- Directed by: Christian M. Taylor
- Written by: Christian M. Taylor
- Produced by: Jim Frohna Jane Miller
- Starring: Virginia McKenna Rodney Hudson
- Cinematography: Joaquín Baca-Asay
- Edited by: Christian M. Taylor
- Music by: Rosalie Coopman
- Release date: January 1992;
- Running time: 28 minutes
- Country: United States
- Language: English

= The Lady in Waiting =

1992 American short film

The Lady in Waiting is a 1992 short film written and directed by Christian M. Taylor and starring Virginia McKenna as Miss Peach, an elderly woman living alongside her drag queen neighbor Scarlet in a New York apartment, played by Rodney Hudson, who unexpectedly bond during a blackout.

==Cast==
- Virginia McKenna as Miss Peach
- Rodney Hudson as Scarlet, a drag queen
- Beth McGee-Russell as Sarah
- Emma Wilson as Chambermaid

==Reception==
The Lady in Waiting, which was Taylor’s thesis film for New York University, won the Student Academy Award Gold Medal for a Narrative, and was nominated for the Academy Award for Best Live Action Short Film at the 65th Academy Awards ceremony.
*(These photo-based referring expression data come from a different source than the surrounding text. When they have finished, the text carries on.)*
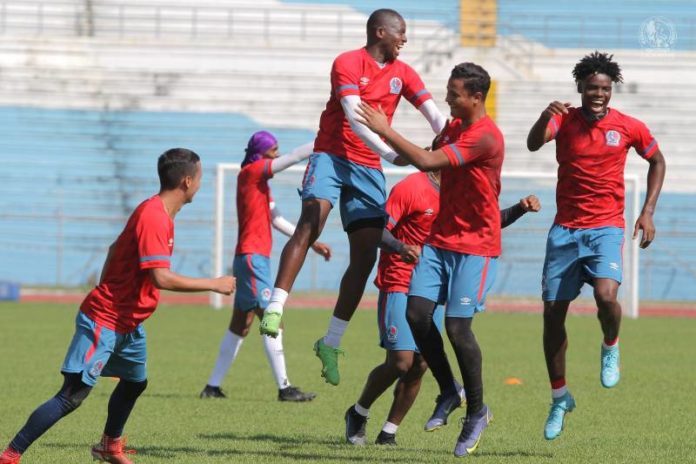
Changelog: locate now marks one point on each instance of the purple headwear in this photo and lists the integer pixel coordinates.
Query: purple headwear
(259, 143)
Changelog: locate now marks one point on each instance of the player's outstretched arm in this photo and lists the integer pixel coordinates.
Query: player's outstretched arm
(376, 121)
(539, 134)
(298, 155)
(350, 104)
(527, 204)
(165, 279)
(644, 223)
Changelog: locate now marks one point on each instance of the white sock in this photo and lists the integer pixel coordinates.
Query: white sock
(390, 428)
(558, 392)
(276, 358)
(334, 333)
(229, 347)
(360, 410)
(278, 299)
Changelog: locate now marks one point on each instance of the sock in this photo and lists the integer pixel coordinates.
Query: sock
(558, 388)
(278, 298)
(360, 410)
(388, 427)
(42, 419)
(276, 358)
(229, 347)
(337, 327)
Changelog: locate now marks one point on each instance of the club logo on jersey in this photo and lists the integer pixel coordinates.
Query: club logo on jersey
(96, 369)
(395, 86)
(266, 294)
(391, 334)
(613, 138)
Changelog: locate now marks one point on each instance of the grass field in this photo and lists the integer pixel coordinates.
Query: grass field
(649, 418)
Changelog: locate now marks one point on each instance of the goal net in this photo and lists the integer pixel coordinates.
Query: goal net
(518, 283)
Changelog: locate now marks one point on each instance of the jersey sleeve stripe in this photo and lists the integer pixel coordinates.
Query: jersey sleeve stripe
(146, 259)
(648, 150)
(457, 153)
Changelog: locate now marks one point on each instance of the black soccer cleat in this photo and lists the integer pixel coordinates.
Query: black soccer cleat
(295, 394)
(212, 392)
(355, 427)
(385, 438)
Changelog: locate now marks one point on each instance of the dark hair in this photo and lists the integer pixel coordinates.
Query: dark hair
(476, 79)
(378, 18)
(597, 63)
(175, 164)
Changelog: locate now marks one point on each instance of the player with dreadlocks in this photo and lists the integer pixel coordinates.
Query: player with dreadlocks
(586, 239)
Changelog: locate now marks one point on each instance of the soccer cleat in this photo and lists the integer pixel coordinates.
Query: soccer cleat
(212, 392)
(472, 431)
(111, 450)
(444, 405)
(329, 361)
(10, 456)
(556, 420)
(294, 394)
(355, 427)
(385, 438)
(270, 324)
(610, 373)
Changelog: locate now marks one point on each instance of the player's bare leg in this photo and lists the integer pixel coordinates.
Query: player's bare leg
(363, 255)
(555, 347)
(309, 227)
(609, 314)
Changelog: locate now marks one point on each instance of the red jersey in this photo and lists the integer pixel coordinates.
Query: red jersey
(469, 219)
(591, 159)
(412, 207)
(253, 210)
(126, 295)
(357, 73)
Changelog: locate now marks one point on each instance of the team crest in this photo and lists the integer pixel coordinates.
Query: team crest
(266, 294)
(391, 334)
(613, 138)
(395, 86)
(96, 369)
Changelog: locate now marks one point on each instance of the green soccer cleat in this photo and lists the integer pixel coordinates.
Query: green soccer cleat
(270, 324)
(329, 361)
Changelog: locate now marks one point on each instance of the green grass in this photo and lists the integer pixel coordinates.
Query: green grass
(649, 417)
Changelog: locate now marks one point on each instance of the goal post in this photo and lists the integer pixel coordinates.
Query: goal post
(519, 272)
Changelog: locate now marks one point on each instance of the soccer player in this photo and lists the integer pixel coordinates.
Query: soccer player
(586, 239)
(109, 336)
(412, 206)
(460, 257)
(256, 213)
(346, 168)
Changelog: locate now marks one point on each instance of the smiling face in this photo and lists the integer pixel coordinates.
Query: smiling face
(392, 37)
(462, 103)
(595, 91)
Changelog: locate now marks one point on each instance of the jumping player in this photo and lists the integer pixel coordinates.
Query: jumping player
(412, 206)
(459, 259)
(346, 168)
(256, 213)
(109, 336)
(586, 239)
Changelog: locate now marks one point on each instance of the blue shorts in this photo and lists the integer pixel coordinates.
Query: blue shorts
(458, 280)
(394, 332)
(96, 350)
(253, 273)
(576, 256)
(360, 189)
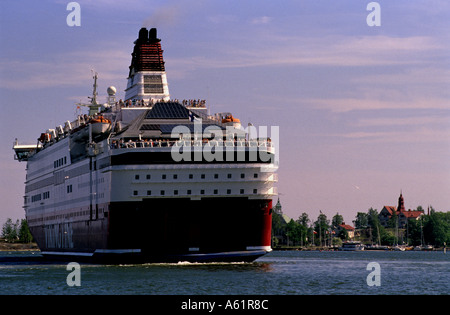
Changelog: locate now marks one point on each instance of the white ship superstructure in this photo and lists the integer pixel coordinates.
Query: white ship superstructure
(150, 178)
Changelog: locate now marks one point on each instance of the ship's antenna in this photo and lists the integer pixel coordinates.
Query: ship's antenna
(94, 91)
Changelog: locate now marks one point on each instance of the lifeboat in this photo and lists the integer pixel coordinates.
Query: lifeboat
(100, 119)
(45, 137)
(230, 118)
(100, 126)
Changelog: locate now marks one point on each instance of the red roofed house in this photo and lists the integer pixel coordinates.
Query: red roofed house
(403, 215)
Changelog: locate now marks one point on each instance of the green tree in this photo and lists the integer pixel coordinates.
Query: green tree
(9, 230)
(303, 222)
(361, 220)
(321, 226)
(292, 232)
(337, 220)
(437, 228)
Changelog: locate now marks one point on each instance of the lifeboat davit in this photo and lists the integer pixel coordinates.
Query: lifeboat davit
(229, 120)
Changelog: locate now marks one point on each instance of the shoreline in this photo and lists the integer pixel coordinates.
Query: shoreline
(6, 247)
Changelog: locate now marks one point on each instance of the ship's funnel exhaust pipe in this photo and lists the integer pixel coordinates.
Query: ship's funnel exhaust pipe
(152, 34)
(143, 34)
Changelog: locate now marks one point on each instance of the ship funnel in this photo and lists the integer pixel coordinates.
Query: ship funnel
(143, 35)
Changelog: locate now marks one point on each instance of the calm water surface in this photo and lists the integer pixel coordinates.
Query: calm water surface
(288, 272)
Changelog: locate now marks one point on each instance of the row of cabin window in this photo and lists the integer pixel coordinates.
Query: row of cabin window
(191, 176)
(39, 197)
(189, 192)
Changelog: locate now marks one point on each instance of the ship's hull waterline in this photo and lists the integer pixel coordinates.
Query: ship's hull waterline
(164, 230)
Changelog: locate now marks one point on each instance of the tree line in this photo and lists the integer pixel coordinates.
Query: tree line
(432, 229)
(16, 231)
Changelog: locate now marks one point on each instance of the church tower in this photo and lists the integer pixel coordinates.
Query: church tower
(147, 79)
(278, 209)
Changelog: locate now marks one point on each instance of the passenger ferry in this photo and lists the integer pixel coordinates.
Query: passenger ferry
(150, 178)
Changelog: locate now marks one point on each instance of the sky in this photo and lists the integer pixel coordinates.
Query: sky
(363, 111)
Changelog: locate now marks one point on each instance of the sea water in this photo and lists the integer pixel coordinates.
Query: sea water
(277, 273)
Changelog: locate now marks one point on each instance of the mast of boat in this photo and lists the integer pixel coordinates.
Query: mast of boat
(93, 105)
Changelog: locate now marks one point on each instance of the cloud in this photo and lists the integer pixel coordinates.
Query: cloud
(342, 105)
(68, 69)
(341, 51)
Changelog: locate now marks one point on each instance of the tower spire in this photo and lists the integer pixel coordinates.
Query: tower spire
(147, 79)
(401, 203)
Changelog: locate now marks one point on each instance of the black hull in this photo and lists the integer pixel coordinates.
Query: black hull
(164, 230)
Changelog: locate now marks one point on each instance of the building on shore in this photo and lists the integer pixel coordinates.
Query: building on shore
(403, 215)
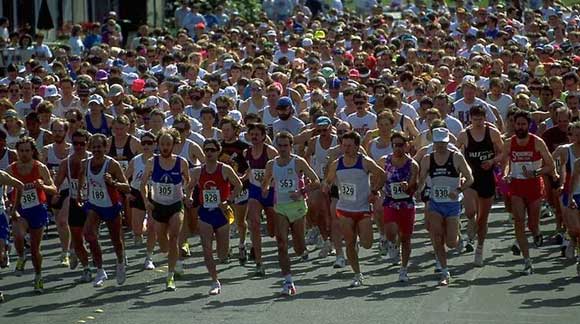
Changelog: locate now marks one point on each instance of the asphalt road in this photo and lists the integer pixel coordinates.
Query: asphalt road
(496, 293)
Director Christian Taylor had been hoping to turn this short into a feature film, with a full synopsis and even a cast listing found on Sundance Film Festival’s website. Priscilla Pointer and Courtney B. Vance had been eyed to play Ms. Peach and Scarlet, respectively. The feature film never got made.

In a retrospective 2023 review on PinkNews by Aysia Iftikhar, the film is praised for its progressive themes and depiction of two unlikely foes forming a unique friendship, with Iftikhar writing: "It made history as one of a handful of LGBTQ+ themed films to ever be nominated in the best live-action short category at the Academy Awards; and despite being largely forgotten in pop culture, it’s undoubtedly a hidden gem."